After the rapid growth of mutual funds that accelerated in the 1960s and was then further boosted with the introduction of 401(k) plans in the 1980s, a large percentage of Americans now invest in public markets in some way. The more recent rapid decline in trading costs has further encouraged individuals to venture into public markets, which generally include stocks, bonds, futures, options, commodities, currencies as well as packaged versions of these investments such as exchange traded funds and mutual funds. These investments usually trade on exchanges, offering excellent liquidity, immediate price information, and robust regulation.

Previous to the advent and growth of public markets, individuals with investment dollars generally used private investments because of easier access and familiarity. A neighbor might fund a store in exchange for partial ownership, loans to in-laws were common, and exchanging services or goods often offered excellent returns. Over time, as the United States and global economy grew in size and sophistication, individuals moved away from less sophisticated deals more dependent on relationships toward more accessible and increasingly larger public markets.

Yet, in the last decade or so, this flow appears to have reversed.

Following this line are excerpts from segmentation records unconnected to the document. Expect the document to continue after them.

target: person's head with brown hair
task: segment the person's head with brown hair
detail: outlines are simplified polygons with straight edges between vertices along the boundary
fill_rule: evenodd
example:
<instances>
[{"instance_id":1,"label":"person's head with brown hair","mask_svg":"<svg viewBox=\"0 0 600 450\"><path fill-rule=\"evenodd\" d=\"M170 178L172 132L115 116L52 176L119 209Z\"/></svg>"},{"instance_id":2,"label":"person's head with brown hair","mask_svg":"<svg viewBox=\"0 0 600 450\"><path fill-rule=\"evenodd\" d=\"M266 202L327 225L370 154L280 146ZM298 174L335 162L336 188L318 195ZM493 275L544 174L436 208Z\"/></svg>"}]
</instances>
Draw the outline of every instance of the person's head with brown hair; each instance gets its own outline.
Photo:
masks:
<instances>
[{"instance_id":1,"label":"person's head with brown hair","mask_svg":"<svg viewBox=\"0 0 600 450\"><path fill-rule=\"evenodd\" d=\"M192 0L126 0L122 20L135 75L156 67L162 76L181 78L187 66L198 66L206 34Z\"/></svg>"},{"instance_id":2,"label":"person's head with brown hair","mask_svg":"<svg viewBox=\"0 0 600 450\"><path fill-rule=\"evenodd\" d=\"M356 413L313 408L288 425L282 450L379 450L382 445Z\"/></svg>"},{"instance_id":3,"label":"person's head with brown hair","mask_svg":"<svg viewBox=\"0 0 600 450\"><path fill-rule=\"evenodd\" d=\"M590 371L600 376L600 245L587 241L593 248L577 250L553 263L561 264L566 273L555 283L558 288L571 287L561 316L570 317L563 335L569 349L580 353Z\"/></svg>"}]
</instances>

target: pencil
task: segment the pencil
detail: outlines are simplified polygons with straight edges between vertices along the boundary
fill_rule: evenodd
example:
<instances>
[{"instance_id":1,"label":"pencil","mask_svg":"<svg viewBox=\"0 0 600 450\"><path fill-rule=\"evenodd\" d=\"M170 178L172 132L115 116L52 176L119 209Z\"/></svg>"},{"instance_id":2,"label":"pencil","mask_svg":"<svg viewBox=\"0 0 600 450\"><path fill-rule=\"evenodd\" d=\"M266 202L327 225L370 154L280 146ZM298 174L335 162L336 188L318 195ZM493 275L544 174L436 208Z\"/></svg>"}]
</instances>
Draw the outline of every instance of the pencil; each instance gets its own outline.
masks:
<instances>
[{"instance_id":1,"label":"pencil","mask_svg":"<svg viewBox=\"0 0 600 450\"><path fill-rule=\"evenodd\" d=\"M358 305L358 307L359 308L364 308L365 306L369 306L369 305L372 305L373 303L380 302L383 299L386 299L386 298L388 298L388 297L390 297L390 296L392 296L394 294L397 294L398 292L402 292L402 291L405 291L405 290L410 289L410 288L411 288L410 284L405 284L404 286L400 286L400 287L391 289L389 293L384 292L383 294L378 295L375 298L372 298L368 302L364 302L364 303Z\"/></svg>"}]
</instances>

There are fewer public companies in existence today than there were in 1976 despite a more than tripling in the U.S. GDP over the same time period.  Since 1996, the number of public companies trading in the United States has dropped by more than half from more than 7,400 companies to less than 3,700. While the number of public companies peaked in the 1990s with the rise of the Internet, the drop in public companies that started with the dot-com bust in the early 2000s has continued for numerous reasons. 

Public companies face increased regulation, higher listing fees, dramatically higher disclosure requirements, potential risk of activist investors and seemingly countless areas of greater legal liability. In essentially all of these areas, smaller companies suffer a disproportionately higher cost burden relative to their larger competitors.

While costs have increased, the perceived benefits of going public have also declined. Private companies can now access capital at various stages of growth, often more cheaply and easily than through a public listing, resulting in private companies building most, or at least a much greater percentage, of their value before going public.

Feeding the rise in private markets and decline in public companies over the past few decades, larger entities such as college endowments and pension funds have markedly boosted their investments into increasingly sophisticated private investments as they seek to add alpha to their portfolios. A 2018 McKinsey & Company survey noted, “… 90 percent of LPs (pension funds) said recently that private equity (PE), the largest private asset class, will continue to outperform public markets…” (Source: McKinsey & Company, “The Rise and Rise of Private Markets”, McKinsey Global Private Markets Review 2018, p. 3)

The growth in private capital funding in much later phases of company development has made it harder for advisors who focus on standard equities to gain exposure to younger and smaller companies. In 2017, the average age of a publicly listed company was about 18 years old versus only 12 in 1996.

Facebook was a multi-billion-dollar company before it listed, and multi-billion -dollar companies Uber and Airbnb remain private. Compare these companies to Amazon, which listed as a small-cap stock in 1997 at a market value of $438 million. Those who took an early position in Amazon have shared in its growth to a nearly $1 Trillion colossus, while many advisors have been shut out of Uber and Airbnb.

As a result, advisors managing portfolios without private equity holdings may be missing out on considerable gains, and lack diversified exposure to the U.S. economy. In addition, concentration risk appears higher as few public companies operate in certain industries and sectors.